Have you asked your phone to tell you the weather today or ordered more toilet paper by simply speaking to a device in your home? It’s a common enough thing, and everyone has their preferred devices and calls them by name – Siri, Alexa, Google.
As popular as these voice assistants are, however, they represent just a small selection of the speech-centered technologies grabbing headlines right now, and they’re changing how we work and live.
Voice In The Office
While most people think about voice technology in the context of their home lives or their private devices, there are also many voice-activated tools that can be used in office settings. For example, Amazon’s new Echo 8 offers voice control throughout your office environment, turning on lights and managing the thermostat, allowing for spoken management of to-do lists and easy entry into video meetings.
Workers can expect smart speakers and similar devices to pop up around their offices in the near future as management seeks to facilitate a touchless environment.
Speech Recognition Ramps Up
One of the most complicated technologies to come to market in recent years is speech recognition technology, particularly those programs which can independently identify multiple languages independently. Even those programs that need to have a language tag in place before use, however, have come a long way, and there are now programs that can handle complex speech recognition tasks targeted to particular industries’ needs.
One of the most important technologies to come out of this emphasis on speech and voice tools are programs like Dragon Medical One, a speech recognition program used by healthcare professionals. Rather than taking notes on clinical encounters by hand, this program recognizes terms specific to healthcare, enabling providers to take more complete notes more quickly – and equivalent programs exist for other industries.
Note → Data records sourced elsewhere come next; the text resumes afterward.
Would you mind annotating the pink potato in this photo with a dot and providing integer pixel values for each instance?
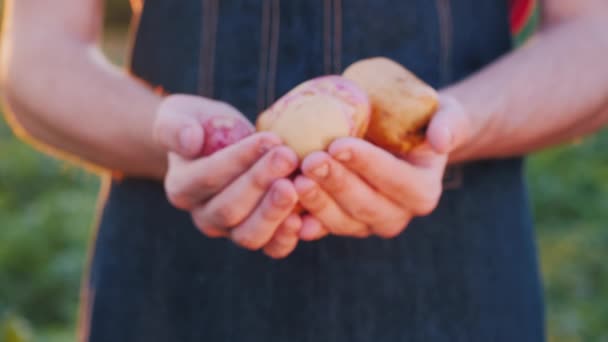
(310, 116)
(224, 130)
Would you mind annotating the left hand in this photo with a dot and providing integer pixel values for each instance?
(357, 189)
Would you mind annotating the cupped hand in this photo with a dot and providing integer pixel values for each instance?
(240, 191)
(357, 189)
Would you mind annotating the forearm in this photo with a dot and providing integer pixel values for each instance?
(550, 91)
(70, 98)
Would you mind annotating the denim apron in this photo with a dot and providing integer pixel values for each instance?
(468, 272)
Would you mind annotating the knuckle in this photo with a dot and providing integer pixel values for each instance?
(428, 202)
(226, 216)
(390, 231)
(276, 253)
(206, 182)
(337, 183)
(392, 227)
(176, 196)
(270, 213)
(259, 179)
(314, 202)
(365, 213)
(246, 241)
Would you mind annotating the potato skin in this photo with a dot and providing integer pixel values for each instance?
(313, 114)
(222, 131)
(401, 104)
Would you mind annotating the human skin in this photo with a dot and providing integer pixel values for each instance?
(63, 93)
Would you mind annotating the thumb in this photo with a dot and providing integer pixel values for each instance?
(450, 127)
(177, 128)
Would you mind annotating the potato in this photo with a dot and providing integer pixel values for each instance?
(310, 116)
(223, 130)
(401, 104)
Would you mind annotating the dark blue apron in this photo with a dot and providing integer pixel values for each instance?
(468, 272)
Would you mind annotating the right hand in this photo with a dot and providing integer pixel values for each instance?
(240, 192)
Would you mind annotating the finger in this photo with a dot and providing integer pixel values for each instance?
(320, 205)
(450, 126)
(177, 126)
(210, 231)
(285, 239)
(415, 188)
(257, 230)
(353, 195)
(191, 183)
(236, 202)
(312, 229)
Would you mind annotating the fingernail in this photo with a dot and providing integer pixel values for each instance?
(186, 138)
(280, 163)
(321, 171)
(344, 156)
(279, 200)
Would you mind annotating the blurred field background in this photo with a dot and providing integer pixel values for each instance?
(47, 211)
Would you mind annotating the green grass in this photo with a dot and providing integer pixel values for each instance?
(47, 209)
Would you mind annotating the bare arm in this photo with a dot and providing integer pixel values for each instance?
(552, 90)
(63, 93)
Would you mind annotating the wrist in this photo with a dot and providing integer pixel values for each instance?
(470, 129)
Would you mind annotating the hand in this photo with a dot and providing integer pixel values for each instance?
(240, 191)
(357, 189)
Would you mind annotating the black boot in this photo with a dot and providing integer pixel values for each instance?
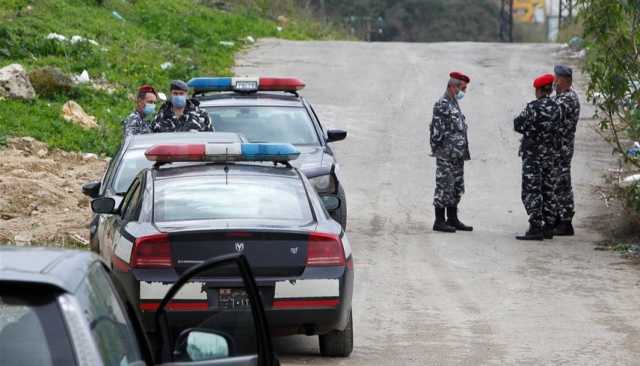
(534, 233)
(564, 228)
(440, 224)
(452, 220)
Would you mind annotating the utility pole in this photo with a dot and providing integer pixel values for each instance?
(506, 21)
(565, 13)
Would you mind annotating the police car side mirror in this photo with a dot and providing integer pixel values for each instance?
(91, 189)
(104, 205)
(336, 135)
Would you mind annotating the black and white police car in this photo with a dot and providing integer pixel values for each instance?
(208, 199)
(61, 307)
(270, 109)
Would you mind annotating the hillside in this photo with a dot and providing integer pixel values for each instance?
(123, 44)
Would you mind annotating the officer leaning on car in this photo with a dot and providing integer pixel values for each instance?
(181, 113)
(138, 121)
(450, 147)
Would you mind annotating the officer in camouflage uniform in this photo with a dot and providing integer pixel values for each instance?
(539, 125)
(568, 101)
(450, 147)
(181, 113)
(136, 123)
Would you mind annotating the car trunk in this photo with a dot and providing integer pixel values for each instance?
(270, 253)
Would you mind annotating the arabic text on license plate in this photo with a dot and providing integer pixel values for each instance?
(233, 299)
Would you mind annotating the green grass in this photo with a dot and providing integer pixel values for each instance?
(130, 52)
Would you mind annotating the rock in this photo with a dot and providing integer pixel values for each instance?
(51, 81)
(22, 239)
(15, 83)
(72, 111)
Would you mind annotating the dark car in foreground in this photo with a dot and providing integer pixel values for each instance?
(61, 307)
(233, 198)
(271, 110)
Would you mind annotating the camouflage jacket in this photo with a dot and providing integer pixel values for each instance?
(193, 118)
(539, 125)
(570, 105)
(135, 124)
(448, 131)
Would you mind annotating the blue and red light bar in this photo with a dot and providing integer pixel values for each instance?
(222, 152)
(245, 84)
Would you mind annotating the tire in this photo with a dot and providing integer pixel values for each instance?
(337, 343)
(340, 215)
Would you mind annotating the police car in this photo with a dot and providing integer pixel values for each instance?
(270, 109)
(208, 199)
(128, 161)
(61, 307)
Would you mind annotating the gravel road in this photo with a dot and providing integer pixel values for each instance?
(481, 298)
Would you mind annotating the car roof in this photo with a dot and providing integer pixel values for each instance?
(147, 140)
(218, 169)
(254, 99)
(61, 268)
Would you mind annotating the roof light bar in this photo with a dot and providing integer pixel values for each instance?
(245, 84)
(222, 152)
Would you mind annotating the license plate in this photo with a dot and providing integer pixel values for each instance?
(233, 299)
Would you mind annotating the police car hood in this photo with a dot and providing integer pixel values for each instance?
(313, 161)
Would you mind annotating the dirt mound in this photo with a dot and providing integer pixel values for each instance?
(41, 200)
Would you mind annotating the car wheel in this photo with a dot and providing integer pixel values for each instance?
(340, 215)
(338, 343)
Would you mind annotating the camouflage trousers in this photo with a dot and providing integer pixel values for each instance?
(564, 189)
(449, 183)
(538, 189)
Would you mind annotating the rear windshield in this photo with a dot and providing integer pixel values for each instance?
(131, 164)
(32, 330)
(266, 124)
(211, 198)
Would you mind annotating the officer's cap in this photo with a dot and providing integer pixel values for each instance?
(179, 85)
(562, 70)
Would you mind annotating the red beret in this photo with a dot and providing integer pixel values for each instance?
(147, 89)
(544, 80)
(460, 76)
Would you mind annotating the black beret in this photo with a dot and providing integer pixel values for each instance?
(562, 70)
(179, 85)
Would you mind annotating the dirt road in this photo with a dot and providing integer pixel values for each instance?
(478, 298)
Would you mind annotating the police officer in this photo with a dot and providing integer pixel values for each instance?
(539, 126)
(568, 101)
(181, 113)
(136, 122)
(450, 147)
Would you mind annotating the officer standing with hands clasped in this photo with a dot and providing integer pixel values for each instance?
(180, 113)
(450, 147)
(539, 125)
(569, 103)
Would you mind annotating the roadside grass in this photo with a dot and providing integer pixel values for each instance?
(129, 53)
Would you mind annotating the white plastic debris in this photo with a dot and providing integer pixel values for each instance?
(57, 37)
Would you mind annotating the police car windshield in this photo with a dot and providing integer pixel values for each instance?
(132, 163)
(266, 124)
(239, 198)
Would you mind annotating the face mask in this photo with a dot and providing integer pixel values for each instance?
(179, 101)
(149, 109)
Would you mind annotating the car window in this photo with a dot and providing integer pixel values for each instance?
(214, 198)
(111, 329)
(132, 163)
(266, 124)
(32, 329)
(131, 203)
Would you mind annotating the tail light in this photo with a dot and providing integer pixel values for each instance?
(153, 251)
(325, 250)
Text To Speech – Recognition In Reverse
While many of us like to speak to our devices in order to accomplish tasks more efficiently, there’s also a place for speech technology that works in reverse by converting text to speech. Such programs are actually critical accessibility tools for individuals with low vision, allowing them to better access digital texts and have been used in that context for years. However, these programs have become increasingly popular with average web users who are trying to increase their productivity by having digital content read aloud to them while they work on other tasks.
Finally, you can’t talk about speech-centric technology today without highlighting the importance of voice search and the changes necessary to SEO practices to adapt to this new tool. Voice search relies on natural language processing and what makes it so groundbreaking is its ease of use. Intertwined with tools like Siri and Alexa, which can tap into search engines to respond to queries, voice-linked SEO requires sites to rethink how they create content to ensure it will show up on voice searches. After all, we speak differently than we type, which means content needs to be redeveloped for this new search modality.
Speech-based tools are disproportionately convenient for users relative to other tools, which has created a booming industry, but they’re also harder to develop. Whatever your relationship to technology, then, it’s worth watching this sector. You’ll be talking to your tech more than typing before you know it.